Location: Soil, Water & Air Resources ResearchTitle: Corn stover harvest, tillage, and cover crop effects on soil health indicators
|OBRYCKI, JOHN - Orise Fellow|
|BIRRELL, STUART - Iowa State University|
Submitted to: Soil Science Society of America Journal
Publication Type: Peer Reviewed Journal
Publication Acceptance Date: 4/16/2018
Publication Date: 8/2/2018
Publication URL: https://handle.nal.usda.gov/10113/6551239
Citation: Obrycki, J.F., Karlen, D.L., Cambardella, C.A., Kovar, J.L., Birrell, S.J. 2018. Corn stover harvest, tillage, and cover crop effects on soil health indicators. Soil Science Society of America Journal. 82(4):910-918. https://doi.org/10.2136/sssaj2017.12.0415.
Interpretive Summary: Harvesting corn residue can help producers manage fields and provide additional income when the stover is sold to animal or bio-product markets, but excessive stover removal increase soil erosion potential and can hasten soil degradation. This Central Iowa study used no-tillage and chisel plow methods and compared soil health indicators after five years of growing continuous corn and removing stover at three different rates. Overall, harvesting stover did not consistently impair soil functions, but an important soil organic matter fraction was reduced when stover was removed or the soil was tilled. Adding a cereal rye cover crop to the continuous corn improved nitrogen cycling. This research will be useful to producers, crop consultants, conservationists, bio-economy investors, and researchers interested in productivity, soil organic matter and nitrogen cycling.

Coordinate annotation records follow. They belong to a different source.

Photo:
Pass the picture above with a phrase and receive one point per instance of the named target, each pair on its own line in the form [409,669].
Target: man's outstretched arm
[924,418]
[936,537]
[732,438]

Technical Abstract: Monitoring soil health indicators (SHI) will help ensure corn (Zea mays L.) stover harvest is sustainable. This study examines SHI changes after five years of growing continuous corn using either chisel plow or no-tillage practices and harvesting 0, ~35, or ~60% of the stover. Two no-tillage treatments with a cereal rye (Secale cereale L.) cover crop and stover harvest rates of ~35 or ~60% were also evaluated. All eight treatments were replicated four times in a randomized complete block design at an 11 ha site in Boone County, Iowa. Soil samples were collected following grain and stover harvest from 0 to 5- and 5 to 15-cm depth increments. Particulate organic matter carbon (POM-C) decreased when stover was removed or the soil was chisel plowed. No-till with 0% stover removal had 10 mg g-1 POM-C in the 0 to 5-cm soil layer, which was 1.9-fold higher than other treatments. Potentially mineralizable nitrogen (PMN) was greater in cover crop treatments. Average PMN values were 56.9 and 45.5 µg g-1 PMN for no-till with cereal rye at 0 to 5- and 5 to 15-cm depths, respectively, compared to 17.5 and -3.7 µg g-1 PMN for the same no-till treatments without cereal rye. Other soil properties did not respond to increasing levels of stover removal. At this location and at the studied removal rates, five years of harvesting corn stover did not consistently decrease soil health, but POM-C data suggest changes may be occurring. Long-term monitoring should continue and assess corn stover harvest sustainability.